Solution: Use `collector()`

The collector() function breaks large queries into chunks and combines them.

Basic Usage

# Instead of this (may fail):
# big_data <- get_student_daily_attendance() %>% collect()

# Use collector to pull in chunks by schoolid
big_data <- get_student_daily_attendance() %>%
  collector(schoolid, verbose = TRUE)

Multiple Grouping Variables

# Chunk by both schoolid and yearid
very_big_data <- get_student_daily_attendance() %>%
  collector(schoolid, yearid, verbose = TRUE)

What It Does

Identifies unique values of grouping columns
Filters data for each unique combination
Pulls data in manageable chunks
Combines all chunks into single tibble
Shows progress with encouraging messages (if verbose = TRUE)

When to Use `collector()`

Pulling multiple years of daily attendance
Large student-level datasets spanning all schools
Historical data spanning many years
Any query that previously caused connection failures

Best Practices

1. Always Filter on the Server

# GOOD: Filter before collect()
students_2024 <- get_students() %>%
  filter(schoolid == 12345, enroll_status == 0) %>%
  collect()

# BAD: Pulls ALL students first, then filters in R
students_2024 <- get_students() %>%
  collect() %>%
  filter(schoolid == 12345, enroll_status == 0)

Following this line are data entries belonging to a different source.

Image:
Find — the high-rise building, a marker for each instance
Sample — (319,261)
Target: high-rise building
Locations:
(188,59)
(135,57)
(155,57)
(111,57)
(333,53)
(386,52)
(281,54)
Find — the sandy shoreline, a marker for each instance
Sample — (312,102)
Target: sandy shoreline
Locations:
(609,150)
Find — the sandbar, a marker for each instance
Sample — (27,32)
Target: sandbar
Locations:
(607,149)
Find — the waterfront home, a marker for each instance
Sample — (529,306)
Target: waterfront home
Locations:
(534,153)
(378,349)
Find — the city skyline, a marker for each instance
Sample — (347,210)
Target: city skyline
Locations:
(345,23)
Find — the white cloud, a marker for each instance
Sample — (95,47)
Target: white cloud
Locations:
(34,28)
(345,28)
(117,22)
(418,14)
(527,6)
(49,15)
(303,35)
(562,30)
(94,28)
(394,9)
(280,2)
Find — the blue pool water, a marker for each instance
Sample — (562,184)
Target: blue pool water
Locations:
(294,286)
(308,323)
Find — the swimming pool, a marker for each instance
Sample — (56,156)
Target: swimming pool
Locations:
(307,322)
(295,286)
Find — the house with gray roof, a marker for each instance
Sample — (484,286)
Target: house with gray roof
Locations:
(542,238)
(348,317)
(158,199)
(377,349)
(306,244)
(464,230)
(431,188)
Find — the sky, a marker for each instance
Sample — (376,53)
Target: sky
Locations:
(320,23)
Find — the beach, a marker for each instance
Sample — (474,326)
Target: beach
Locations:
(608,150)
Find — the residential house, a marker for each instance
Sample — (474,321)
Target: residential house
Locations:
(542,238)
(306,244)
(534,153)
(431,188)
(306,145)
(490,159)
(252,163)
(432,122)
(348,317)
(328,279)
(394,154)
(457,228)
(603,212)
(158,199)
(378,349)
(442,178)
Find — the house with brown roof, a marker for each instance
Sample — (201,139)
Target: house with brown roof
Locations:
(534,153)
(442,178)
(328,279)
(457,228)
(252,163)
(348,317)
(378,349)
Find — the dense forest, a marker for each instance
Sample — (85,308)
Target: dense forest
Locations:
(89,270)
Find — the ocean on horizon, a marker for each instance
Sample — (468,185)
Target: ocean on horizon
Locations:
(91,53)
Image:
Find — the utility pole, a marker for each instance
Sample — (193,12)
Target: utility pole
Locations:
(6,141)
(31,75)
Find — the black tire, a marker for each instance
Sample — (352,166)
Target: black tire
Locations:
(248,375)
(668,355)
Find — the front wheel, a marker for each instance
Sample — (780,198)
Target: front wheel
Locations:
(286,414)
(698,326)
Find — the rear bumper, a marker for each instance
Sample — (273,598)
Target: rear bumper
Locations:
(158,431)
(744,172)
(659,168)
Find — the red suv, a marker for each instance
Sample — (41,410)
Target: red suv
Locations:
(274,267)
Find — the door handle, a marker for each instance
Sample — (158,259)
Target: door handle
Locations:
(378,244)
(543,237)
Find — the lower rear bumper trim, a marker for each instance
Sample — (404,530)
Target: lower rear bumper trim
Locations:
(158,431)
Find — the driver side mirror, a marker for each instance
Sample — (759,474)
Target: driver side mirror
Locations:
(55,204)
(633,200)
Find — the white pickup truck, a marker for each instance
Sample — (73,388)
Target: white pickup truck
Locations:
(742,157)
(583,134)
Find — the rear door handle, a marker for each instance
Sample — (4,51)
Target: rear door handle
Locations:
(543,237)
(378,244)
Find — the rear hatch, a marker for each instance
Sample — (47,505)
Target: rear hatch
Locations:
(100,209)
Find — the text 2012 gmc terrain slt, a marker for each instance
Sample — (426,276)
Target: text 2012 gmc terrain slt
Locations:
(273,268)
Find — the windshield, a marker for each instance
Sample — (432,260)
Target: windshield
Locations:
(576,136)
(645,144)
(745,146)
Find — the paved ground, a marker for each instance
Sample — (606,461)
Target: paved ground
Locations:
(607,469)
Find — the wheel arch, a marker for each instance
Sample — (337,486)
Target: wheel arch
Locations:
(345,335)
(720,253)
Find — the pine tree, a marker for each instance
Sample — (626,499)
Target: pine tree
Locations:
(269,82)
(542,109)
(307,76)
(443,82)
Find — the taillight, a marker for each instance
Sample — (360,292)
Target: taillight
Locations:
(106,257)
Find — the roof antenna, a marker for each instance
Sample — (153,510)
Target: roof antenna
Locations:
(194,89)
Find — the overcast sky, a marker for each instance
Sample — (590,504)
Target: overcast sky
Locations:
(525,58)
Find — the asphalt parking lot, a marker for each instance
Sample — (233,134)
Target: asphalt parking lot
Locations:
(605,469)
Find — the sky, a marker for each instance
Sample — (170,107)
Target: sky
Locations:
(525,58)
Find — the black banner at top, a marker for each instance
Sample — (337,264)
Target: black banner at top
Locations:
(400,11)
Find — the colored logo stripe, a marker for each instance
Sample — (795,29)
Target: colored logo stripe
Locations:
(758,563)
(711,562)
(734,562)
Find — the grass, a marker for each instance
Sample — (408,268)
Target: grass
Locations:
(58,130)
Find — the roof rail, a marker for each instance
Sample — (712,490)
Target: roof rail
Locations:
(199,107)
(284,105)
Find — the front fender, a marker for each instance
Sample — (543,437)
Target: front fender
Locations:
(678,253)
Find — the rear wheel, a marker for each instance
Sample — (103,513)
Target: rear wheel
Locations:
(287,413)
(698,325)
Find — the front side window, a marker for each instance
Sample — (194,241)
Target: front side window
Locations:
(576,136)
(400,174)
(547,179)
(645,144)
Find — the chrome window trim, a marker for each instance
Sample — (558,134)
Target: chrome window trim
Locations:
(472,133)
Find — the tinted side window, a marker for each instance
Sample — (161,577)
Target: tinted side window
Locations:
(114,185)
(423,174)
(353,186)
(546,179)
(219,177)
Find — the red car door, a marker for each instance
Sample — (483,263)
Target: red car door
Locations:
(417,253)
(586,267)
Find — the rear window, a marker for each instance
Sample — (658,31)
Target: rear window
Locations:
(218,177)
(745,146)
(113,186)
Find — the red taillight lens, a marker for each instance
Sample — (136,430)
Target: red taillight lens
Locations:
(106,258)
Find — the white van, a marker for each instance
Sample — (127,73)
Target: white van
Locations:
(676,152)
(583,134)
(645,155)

2. Select Only Needed Columns

# GOOD: Select columns on server
students_subset <- get_students() %>%
  select(student_number, first_name, last_name, grade_level) %>%
  collect()

# AVOID: Pulling all 50+ columns when you only need 4
students_all <- get_students() %>% collect()

3. Preview Before Pulling

# Build your query
query <- get_students() %>%
  filter(grade_level >= 9) %>%
  select(student_number, first_name, last_name)

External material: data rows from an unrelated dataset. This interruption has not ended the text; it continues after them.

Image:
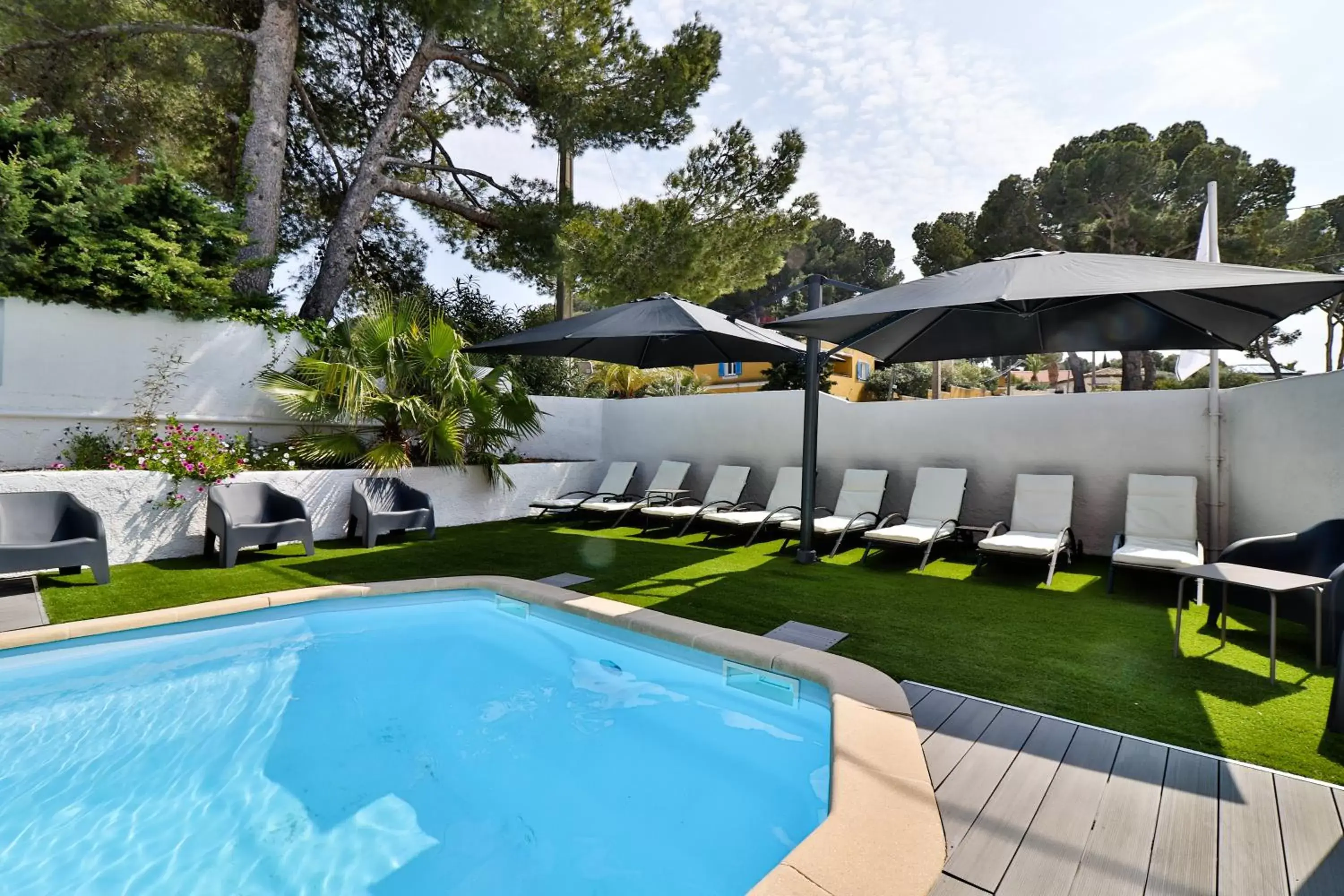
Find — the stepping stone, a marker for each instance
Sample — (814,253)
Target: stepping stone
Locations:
(21,605)
(806,636)
(565,579)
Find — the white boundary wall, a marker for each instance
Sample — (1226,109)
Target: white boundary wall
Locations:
(66,365)
(140,530)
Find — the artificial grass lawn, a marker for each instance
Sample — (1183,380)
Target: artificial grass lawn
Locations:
(1070,650)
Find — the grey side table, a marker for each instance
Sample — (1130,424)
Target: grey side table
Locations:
(1269,581)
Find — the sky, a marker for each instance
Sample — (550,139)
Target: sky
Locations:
(914,108)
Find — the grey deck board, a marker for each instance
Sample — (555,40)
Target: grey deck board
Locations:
(1041,806)
(1185,857)
(948,886)
(935,710)
(1312,837)
(1250,852)
(967,790)
(988,847)
(914,692)
(945,747)
(1049,856)
(1116,859)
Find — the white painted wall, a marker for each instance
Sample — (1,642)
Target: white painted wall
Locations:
(1284,444)
(65,365)
(139,530)
(1100,439)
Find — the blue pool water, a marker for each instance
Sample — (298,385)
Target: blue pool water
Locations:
(437,745)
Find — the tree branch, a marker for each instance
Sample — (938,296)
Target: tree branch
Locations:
(461,57)
(416,193)
(127,30)
(451,170)
(318,128)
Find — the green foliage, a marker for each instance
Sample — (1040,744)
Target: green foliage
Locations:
(393,389)
(186,453)
(793,375)
(478,319)
(73,230)
(86,449)
(1228,378)
(719,226)
(905,378)
(832,250)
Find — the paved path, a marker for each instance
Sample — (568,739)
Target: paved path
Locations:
(1039,806)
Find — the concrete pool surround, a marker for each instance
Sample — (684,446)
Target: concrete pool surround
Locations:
(883,833)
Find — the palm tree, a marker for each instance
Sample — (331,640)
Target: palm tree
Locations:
(393,389)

# Check the SQL that will be generated
show_query(query)

# Preview first few rows (fast)
head(query)

# Count rows (fast)
tally(query)

# Pull when satisfied
data <- collect(query)

4. Use Joins on the Server

# GOOD: Join lazy objects before collect()
combined <- get_students() %>%
  inner_join(get_schools(), by = "schoolid") %>%
  collect()

# LESS EFFICIENT: Pull both tables, then join in R
students <- get_students() %>% collect()
schools <- get_schools() %>% collect()
combined <- inner_join(students, schools, by = "schoolid")

5. Reuse Connections

# Connections are automatically reused
# No need to manually manage connections in normal usage

# If you need to close a connection:
disconnect(conn_PowerSchool)

6. Handle Dates Properly

# SQL Server dates work with standard R date filtering
recent_attendance <- get_student_daily_attendance() %>%
  filter(att_date >= "2024-01-01", att_date < "2024-07-01") %>%
  collect()

# Can also use lubridate functions (may vary in SQL translation)
recent_attendance <- get_student_daily_attendance() %>%
  filter(att_date >= lubridate::ymd("2024-01-01")) %>%
  collect()

Troubleshooting

“Kerberos ticket expired” Error

Problem: Kerberos tickets expire after ~10 hours.

Solution:

# Reload package to renew ticket
detach("package:ideadata", unload = TRUE)
library(ideadata)

“Could not find table” Error

Problem: Table name is ambiguous or doesn’t exist.